The following equilibrium constants have been determined for oxalic acid at \(25^{\circ} \mathrm{C}\) : $$\begin{array}{l}\mathrm{H}_{2} \mathrm{C}_{2} \mathrm{O}_{4}(a q) \rightleftharpoons \mathrm{H}^{+}(a q)+\mathrm{HC}_{2} \mathrm{O}_{4}^{-}(a q) \\\\\qquad \begin{array}{r}K_{\mathrm{c}}^{\prime}=6.5 \times 10^{-2} \\\\\mathrm{HC}_{2} \mathrm{O}_{4}^{-}(a q) \Longrightarrow \mathrm{H}^{+}(a q)+\mathrm{C}_{2} \mathrm{O}_{4}^{2-}(a q) \\\K_{\mathrm{c}}^{\prime \prime}=6.1 \times 10^{-5}\end{array}\end{array}$$ Calculate the equilibrium constant for the following reaction at the same temperature: $$\mathrm{H}_{2} \mathrm{C}_{2} \mathrm{O}_{4}(a q) \rightleftharpoons 2 \mathrm{H}^{+}(a q)+\mathrm{C}_{2} \mathrm{O}_{4}^{2-}(a q)$$

Chemical equilibrium is a state in a chemical reaction where the rates of the forward and reverse reactions are equal, leading to no overall change in the concentrations of the reactants and products over time. This concept is fundamental in understanding how reactions proceed and how concentrations of substances are regulated in a closed system.
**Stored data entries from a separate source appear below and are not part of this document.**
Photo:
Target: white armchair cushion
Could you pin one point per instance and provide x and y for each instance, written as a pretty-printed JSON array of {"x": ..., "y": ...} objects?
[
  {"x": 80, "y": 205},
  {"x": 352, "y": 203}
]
At equilibrium, the reaction has reached a state of balance, but it's essential to note that both reactions are still occurring, just at the same rate.

One can represent equilibrium using an equilibrium constant \( K_c \), characteristic of a particular reaction at a given temperature. The equilibrium constant is a ratio of the concentration of the products raised to their stoichiometric coefficients to the concentration of the reactants raised to their coefficients. If the value of \( K_c \) is high, it means that at equilibrium, the reaction mixture is mostly products. Conversely, a low \( K_c \) value indicates that the reactants are favored.

The acid dissociation constant, also known as \( K_a \), is a special type of equilibrium constant that measures the strength of an acid in solution. It specifically refers to the equilibrium established when an acid donates a proton (\( H^+ \) ion) to water, forming its conjugate base and a hydronium ion \( H_3O^+ \). For a weak acid undergoing dissociation, \( HA \) represents the acid, and \( A^- \) represents the conjugate base.

The acid dissociation constant is described by the equation \( K_a = [H^+][A^-] / [HA] \), where the square brackets denote concentration. A larger \( K_a \) implies that the acid is stronger, meaning it donates protons more effectively. In the exercise, we're handling a two-step dissociation process for oxalic acid, which involves calculating two separate constants, \( K_c' \) and \( K_c'' \) before determining the total \( K_c \) for the overall reaction.

Reaction stoichiometry involves the quantitative relationship between reactants and products in a chemical reaction. It's based on the balanced chemical equation and the principle of the conservation of mass, which states that matter cannot be created or destroyed during a chemical reaction. Therefore, the amount of products and reactants must remain constant over time.

In the context of calculating an equilibrium constant, reaction stoichiometry determines how changes to the coefficients in a chemical reaction will affect the value of the equilibrium constant. The math underlying these relationships can be quite complex, involving exponents based on reaction coefficients and products of individual reaction constants when multiple steps are involved. As demonstrated in the exercise solution, knowing how to combine reaction steps and stoichiometric coefficients correctly can help us find the overall \( K_c \) for the entire reaction sequence.